John prevents all three fates. For the first two, the king trusts that John has acted in his service; but for the third, the king decides to execute him. At the place of execution, John tells the story of the ravens and turns progressively to stone.

In time, the queen bears twin sons. The king learns that if he kills the boys and rub John's statue with their blood, he would come to life again. The king does this, and upon John's resurrection, he does the same to the boys and resurrects them. Later, John and the twins hide in a closet as the king explains what would need to be done to bring John back to test her loyalty. When the queen agrees to the sacrifice, John and the twins emerge from the door and embrace everyone. The king and queen live happily until their deaths.

==Analysis==
===Possible point of origin===
British translator Edgar Taylor, in his original notes to the Grimm Brothers' tale, remarked that the story "contain[ed] so much of Orientalism", which would lead one to imagine oneself in The Arabian Nights' Entertainments.

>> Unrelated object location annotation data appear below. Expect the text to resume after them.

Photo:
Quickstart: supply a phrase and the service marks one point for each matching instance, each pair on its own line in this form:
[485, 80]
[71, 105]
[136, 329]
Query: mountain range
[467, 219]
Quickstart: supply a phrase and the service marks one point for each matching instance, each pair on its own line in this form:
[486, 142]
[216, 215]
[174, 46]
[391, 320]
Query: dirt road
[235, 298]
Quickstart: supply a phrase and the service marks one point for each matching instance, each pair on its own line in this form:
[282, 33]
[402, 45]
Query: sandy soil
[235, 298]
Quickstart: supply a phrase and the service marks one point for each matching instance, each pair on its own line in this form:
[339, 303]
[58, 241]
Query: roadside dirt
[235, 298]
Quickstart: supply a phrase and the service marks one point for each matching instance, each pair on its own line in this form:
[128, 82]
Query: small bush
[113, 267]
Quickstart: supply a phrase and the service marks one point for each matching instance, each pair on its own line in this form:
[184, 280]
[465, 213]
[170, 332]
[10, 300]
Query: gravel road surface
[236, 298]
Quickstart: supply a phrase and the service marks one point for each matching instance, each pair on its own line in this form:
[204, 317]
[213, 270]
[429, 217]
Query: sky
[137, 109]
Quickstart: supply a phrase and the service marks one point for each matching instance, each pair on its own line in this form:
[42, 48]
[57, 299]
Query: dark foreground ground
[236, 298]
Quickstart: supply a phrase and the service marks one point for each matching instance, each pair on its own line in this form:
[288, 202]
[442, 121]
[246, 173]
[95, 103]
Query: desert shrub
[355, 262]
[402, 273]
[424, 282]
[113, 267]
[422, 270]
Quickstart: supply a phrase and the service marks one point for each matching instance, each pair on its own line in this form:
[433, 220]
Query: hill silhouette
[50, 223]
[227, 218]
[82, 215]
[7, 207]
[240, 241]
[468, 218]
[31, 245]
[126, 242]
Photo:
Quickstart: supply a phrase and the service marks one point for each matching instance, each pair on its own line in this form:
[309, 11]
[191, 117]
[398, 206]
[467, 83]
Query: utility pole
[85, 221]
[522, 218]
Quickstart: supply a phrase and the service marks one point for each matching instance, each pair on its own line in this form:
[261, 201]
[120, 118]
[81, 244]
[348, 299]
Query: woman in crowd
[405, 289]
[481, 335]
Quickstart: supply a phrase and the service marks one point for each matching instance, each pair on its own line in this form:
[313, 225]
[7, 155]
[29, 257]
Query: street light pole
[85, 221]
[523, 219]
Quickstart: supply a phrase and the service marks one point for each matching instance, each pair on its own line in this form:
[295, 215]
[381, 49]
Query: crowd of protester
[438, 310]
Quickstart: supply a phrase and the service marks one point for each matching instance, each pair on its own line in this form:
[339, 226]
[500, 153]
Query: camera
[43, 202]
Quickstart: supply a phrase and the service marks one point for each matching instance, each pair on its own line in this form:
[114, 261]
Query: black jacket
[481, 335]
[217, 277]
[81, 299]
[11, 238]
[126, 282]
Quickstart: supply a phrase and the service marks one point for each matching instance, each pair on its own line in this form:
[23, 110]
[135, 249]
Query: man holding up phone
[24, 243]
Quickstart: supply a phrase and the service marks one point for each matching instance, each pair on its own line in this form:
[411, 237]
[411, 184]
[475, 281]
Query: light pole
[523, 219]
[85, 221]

Australian folklorist Joseph Jacobs pointed out, in his commentaries on his own reconstruction (John The True), in his work Europa's Fairy Book, that the story showed striking parallels with tales of Indian literary history and suggested them as a possible point of origin, due to the antiquity of the sources, such as Panchatantra and Somadeva's 11th century work The Ocean of Stories (or Kathasaritsagara).

Folklorist Stith Thompson seemed to concur with Jacobs's analysis and cited the works of Erich Rösch and Kaarle Krohn, who each have posited that, respectively, the material to form the tale came from India, or the tale, in complete form, travelled westward from India.

===Motifs===
According to scholar A. K. Ramanujan, the tale type shows a "motif cluster": the three perils that menace the couple and the faithful servant that overhears the birds' talk.

===Variants===
Graham Seal pointed out that Faithful John is a "figure of European and Asian folktales" who demonstrates the virtues of loyalty and trust. Indeed, variants of the tale have been collected from "all over Europe", as well as from India, Turkey, Middle East, South America and the West Indies.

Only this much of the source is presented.